China Denies Involvement in Renault Breach, as Electric Vehicle Spy Scandal Heats Up

· · 9 years ago

Renault is expected to file criminal complaints tomorrow in response to a massive theft of technology and data from the French auto giant's $5.3 billion joint electric vehicle program with Nissan.

Three Renault executives have been suspended on suspicion of involvement in the affair and are rumored to have accepted hundreds of thousands of euros laundered from a Chinese power company in exchange for facilitating the leaks.

The stolen information is said to center around Renault-Nissan's advanced vehicle battery program, including valuable secrets detailing designs from Nissan and LG that are still in the pre-patent stage of development.

The Stuff of Spy Novels

Battery technology certainly could be of use to an energy company looking to benefit from lucrative government contracts related to vehicle charging infrastructure. Yet, payments were funneled through several accounts before reaching the accused executives, raising questions about additional layers of subterfuge in a scheme possibly involving another carmaker or even the central government.
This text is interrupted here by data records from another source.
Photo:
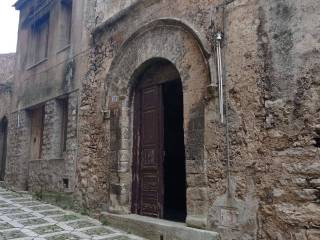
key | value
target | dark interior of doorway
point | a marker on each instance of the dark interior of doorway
(174, 160)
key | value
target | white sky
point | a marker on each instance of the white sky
(9, 20)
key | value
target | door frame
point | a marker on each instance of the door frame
(137, 148)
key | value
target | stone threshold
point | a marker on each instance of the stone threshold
(156, 229)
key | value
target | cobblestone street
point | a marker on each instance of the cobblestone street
(23, 218)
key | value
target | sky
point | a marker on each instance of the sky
(9, 20)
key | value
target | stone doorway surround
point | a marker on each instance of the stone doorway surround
(176, 42)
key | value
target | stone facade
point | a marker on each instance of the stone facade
(270, 187)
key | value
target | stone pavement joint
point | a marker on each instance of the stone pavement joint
(22, 218)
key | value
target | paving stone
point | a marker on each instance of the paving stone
(52, 212)
(81, 224)
(47, 222)
(5, 226)
(47, 229)
(65, 218)
(12, 234)
(20, 216)
(33, 222)
(99, 231)
(63, 237)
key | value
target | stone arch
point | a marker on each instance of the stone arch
(177, 43)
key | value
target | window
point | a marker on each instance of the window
(37, 120)
(38, 44)
(65, 23)
(63, 103)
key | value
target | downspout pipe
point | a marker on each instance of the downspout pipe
(223, 106)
China is considered by many security analysts to be a hot zone for industrial espionage—with the government itself falling under suspicion of stealing information from global auto industry partners.

Regardless of whether there's any validity to conspiracy theories about Beijing's involvement in this international EV intrigue, the Chinese government arguably has definitely allocated resources to stoking domestic electric vehicle production—providing adequate incentive for companies in that country to seek any advantage they can get in the race to beat competitors to valuable contracts and incentives.
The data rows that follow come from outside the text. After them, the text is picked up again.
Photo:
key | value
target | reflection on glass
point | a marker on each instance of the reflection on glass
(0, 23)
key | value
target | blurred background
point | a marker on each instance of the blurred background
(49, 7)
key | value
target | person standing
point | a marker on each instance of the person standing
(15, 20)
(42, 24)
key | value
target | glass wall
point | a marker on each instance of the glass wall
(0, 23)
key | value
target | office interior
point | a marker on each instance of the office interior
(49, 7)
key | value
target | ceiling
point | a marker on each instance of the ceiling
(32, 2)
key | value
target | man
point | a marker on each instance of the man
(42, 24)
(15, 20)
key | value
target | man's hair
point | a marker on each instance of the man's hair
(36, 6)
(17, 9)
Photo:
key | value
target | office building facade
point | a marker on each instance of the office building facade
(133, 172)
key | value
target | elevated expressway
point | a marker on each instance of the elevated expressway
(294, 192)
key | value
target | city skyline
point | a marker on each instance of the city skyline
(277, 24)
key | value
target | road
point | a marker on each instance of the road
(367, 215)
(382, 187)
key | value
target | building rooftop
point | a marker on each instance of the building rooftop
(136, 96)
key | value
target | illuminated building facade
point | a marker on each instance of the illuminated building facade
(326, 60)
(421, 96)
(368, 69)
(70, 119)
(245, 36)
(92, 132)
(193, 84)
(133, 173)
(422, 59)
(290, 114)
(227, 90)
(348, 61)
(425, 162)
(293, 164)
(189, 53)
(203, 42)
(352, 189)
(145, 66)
Though still considered to be behind in the plug-in vehicle race, China is closing ground quickly thanks to partnerships its auto companies have formed with foreign OEMs, government-facilitated technology-sharing between those companies—and at least according to some—the rampant stealing of trade secrets by Chinese companies.
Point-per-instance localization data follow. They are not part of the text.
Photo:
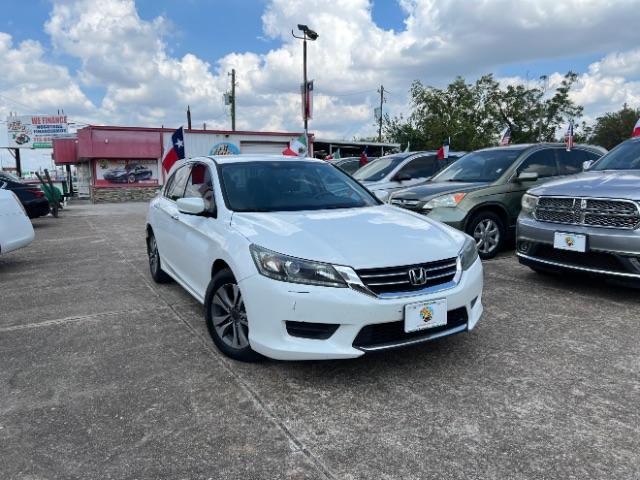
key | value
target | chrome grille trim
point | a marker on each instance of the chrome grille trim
(589, 212)
(394, 281)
Perhaps not coincidentally, Renault's global partner Nissan is said to have sparred with Beijing last year over its demand that foreign car companies share their EV technology as a condition of building and selling plug-ins in the country, now the largest automotive market in the world.

Chinese Foreign Ministry spokesman Hong Lei (see photo) yesterday called accusations said that any accusation levied against China are “totally groundless, irresponsible and unacceptable.”